Pourquoi vous êtes-vous opposé à la proposition alternative de Melanie Mettler et Beat Rieder concernant une 13e rente AVS pour les 25% plus pauvres de la population?
Cela s'explique par plusieurs points, mais ce qui est certain, c'est que si notre initiative est rejetée, il n'y aura aucune amélioration pour l'AVS – aucune! C'est pour cette raison précise que les bourgeois voulaient éviter les contre-projets. L'AVS n'est pas une aide sociale. C'est un moyen de vivre de manière sécurisante dont la population suisse doit bénéficier. Or, ce n'est plus le cas, même pour la classe moyenne.
L'UDC genevoise soutient votre initiative. L'UDC valaisanne a décidé de laisser le choix à la population. Selon les sondages, votre projet recueille 70% d'avis favorables. Vous devez être plutôt satisfait...
Le chemin est encore long, d'autant plus que nous n'avons pas autant d'argent que le lobby des banques et des assurances. La vice-présidente de l'UDC, Céline Amaudruz, devrait écouter sa section cantonale genevoise et défendre notre initiative. On sait que la 13e rente est très populaire dans la base de l'UDC.
La conseillère fédérale Elisabeth Baume-Schneider doit se positionner contre la 13e rente AVS en tant que conseillère fédérale, bien qu'elle y soit en fait favorable. Qu'en pensez-vous?
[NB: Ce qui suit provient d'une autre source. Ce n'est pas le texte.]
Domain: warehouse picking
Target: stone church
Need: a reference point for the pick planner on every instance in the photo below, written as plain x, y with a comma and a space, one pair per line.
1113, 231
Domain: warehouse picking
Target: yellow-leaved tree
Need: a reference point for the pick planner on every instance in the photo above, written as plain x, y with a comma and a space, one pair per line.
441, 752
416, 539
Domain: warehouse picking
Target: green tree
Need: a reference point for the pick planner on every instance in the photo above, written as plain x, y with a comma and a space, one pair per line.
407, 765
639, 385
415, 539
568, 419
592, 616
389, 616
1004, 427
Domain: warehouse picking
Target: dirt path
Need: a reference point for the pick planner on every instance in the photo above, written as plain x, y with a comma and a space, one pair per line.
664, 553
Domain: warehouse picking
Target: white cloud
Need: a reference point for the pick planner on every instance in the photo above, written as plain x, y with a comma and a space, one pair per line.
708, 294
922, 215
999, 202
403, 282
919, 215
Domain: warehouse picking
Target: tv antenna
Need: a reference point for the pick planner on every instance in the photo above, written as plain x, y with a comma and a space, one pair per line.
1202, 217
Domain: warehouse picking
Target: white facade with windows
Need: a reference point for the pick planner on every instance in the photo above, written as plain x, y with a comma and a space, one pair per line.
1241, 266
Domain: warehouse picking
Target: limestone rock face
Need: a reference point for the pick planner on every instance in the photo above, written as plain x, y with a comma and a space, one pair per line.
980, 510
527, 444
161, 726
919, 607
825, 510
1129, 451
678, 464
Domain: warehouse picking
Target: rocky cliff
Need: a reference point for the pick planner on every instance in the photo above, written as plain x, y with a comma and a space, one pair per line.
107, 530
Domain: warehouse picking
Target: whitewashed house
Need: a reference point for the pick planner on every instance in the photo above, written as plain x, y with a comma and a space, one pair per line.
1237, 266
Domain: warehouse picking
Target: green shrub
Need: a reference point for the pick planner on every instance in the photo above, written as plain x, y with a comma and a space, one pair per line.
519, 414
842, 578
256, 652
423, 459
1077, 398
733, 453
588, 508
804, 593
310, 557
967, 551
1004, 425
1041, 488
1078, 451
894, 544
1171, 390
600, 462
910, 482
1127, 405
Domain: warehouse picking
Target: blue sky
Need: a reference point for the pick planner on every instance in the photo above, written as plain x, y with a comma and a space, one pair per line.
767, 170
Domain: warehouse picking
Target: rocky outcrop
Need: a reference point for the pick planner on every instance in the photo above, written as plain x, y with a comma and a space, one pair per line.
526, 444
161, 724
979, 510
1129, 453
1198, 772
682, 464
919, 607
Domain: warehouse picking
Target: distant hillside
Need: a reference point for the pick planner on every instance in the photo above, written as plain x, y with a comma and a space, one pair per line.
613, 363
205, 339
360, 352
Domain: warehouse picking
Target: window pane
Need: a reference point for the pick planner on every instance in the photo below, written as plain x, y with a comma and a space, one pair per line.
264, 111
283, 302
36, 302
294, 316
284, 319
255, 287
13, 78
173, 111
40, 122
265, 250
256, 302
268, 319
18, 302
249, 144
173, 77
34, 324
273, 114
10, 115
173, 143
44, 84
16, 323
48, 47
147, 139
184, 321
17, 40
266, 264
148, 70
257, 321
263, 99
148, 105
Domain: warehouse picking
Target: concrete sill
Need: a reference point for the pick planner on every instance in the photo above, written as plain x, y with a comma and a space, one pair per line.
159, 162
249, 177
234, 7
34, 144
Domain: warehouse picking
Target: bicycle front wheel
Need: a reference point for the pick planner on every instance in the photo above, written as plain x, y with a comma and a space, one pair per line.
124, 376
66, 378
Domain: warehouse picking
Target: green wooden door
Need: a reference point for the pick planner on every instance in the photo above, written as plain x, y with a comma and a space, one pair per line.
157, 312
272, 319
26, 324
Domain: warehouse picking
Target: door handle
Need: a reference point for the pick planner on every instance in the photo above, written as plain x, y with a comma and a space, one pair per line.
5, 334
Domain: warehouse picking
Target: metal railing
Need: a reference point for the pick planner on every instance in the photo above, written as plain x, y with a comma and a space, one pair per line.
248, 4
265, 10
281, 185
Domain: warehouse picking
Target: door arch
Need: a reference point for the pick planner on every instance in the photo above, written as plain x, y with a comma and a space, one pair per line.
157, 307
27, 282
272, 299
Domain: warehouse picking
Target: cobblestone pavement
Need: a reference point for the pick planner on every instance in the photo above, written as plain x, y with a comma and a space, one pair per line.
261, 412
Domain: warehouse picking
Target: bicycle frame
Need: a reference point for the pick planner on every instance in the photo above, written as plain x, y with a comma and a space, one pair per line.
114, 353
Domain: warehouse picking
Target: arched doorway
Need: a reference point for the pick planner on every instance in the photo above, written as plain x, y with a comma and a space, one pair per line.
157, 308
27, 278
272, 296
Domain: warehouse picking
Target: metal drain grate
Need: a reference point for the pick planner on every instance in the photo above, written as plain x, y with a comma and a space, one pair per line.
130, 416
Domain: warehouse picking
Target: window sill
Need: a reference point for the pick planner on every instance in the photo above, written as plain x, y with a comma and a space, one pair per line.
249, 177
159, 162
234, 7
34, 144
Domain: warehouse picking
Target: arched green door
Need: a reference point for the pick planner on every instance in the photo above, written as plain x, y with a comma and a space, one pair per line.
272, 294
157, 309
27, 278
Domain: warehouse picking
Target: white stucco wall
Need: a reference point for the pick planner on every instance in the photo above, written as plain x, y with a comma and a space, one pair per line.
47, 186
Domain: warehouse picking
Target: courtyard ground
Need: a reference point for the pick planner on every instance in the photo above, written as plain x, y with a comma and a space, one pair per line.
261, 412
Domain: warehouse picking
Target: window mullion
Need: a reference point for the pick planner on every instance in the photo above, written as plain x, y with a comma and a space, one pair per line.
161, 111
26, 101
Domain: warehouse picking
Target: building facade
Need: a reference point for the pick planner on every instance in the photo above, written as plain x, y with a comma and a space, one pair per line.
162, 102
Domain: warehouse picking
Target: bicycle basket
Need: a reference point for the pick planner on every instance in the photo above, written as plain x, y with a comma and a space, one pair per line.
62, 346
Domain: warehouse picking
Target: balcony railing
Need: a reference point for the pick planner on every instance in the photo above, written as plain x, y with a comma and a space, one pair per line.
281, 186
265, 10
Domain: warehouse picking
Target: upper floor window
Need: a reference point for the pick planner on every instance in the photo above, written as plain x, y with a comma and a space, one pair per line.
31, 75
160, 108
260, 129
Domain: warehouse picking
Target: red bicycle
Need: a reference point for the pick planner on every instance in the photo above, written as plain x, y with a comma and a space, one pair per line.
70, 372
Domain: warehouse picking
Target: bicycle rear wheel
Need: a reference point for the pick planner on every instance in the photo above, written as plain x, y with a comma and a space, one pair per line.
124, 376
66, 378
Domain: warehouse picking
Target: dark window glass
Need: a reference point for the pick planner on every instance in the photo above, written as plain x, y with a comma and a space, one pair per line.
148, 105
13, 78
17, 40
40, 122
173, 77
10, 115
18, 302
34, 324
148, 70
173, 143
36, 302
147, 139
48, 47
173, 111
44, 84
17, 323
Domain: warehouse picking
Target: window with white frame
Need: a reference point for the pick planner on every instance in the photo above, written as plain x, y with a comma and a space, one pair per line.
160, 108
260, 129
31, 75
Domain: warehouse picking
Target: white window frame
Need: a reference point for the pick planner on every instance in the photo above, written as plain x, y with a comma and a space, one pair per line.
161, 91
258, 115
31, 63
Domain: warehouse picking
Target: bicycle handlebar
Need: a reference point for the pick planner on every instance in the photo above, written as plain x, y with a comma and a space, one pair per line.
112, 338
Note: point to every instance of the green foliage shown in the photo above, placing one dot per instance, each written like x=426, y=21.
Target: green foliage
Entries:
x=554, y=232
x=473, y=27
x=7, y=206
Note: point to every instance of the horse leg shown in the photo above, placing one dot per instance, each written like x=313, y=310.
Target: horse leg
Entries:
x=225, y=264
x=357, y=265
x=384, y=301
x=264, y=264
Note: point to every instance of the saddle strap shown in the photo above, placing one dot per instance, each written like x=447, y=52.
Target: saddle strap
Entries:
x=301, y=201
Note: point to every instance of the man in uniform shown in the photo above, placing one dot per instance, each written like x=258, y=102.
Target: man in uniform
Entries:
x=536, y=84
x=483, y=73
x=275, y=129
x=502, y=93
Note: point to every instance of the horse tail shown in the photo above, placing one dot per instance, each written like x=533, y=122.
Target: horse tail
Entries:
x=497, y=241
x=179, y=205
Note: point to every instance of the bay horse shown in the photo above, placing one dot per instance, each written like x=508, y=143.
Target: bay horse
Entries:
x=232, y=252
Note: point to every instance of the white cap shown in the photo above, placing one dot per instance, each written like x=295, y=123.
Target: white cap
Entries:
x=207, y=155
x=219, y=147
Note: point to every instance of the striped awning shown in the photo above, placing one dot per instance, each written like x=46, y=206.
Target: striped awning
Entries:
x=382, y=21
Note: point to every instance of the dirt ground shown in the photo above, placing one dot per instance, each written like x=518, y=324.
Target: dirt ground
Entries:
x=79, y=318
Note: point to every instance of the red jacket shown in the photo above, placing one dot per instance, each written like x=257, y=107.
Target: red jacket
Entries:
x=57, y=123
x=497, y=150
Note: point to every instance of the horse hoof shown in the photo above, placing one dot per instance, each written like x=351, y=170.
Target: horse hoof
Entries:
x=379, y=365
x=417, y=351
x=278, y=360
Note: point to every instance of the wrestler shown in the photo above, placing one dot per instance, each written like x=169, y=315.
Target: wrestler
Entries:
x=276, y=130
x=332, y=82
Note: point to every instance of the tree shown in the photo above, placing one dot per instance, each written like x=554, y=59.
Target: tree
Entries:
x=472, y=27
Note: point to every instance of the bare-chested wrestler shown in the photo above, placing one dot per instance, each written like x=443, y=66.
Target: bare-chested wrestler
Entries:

Elle respectera la collégialité du Conseil fédéral, mais tout le monde connait son opinion personnelle.
Alain Berset laisse derrière lui de nombreux défis au Département de l'intérieur, à commencer par les primes de santé élevées. Mme Baume-Schneider est-elle la bonne personne pour lui succéder?
Nous allons tout faire pour remporter la votation sur la 13e rente AVS, ainsi que l'initiative pour l'allègement des primes. Les challenges qui attendent Elisabeth Baume-Schneider sont passionnants.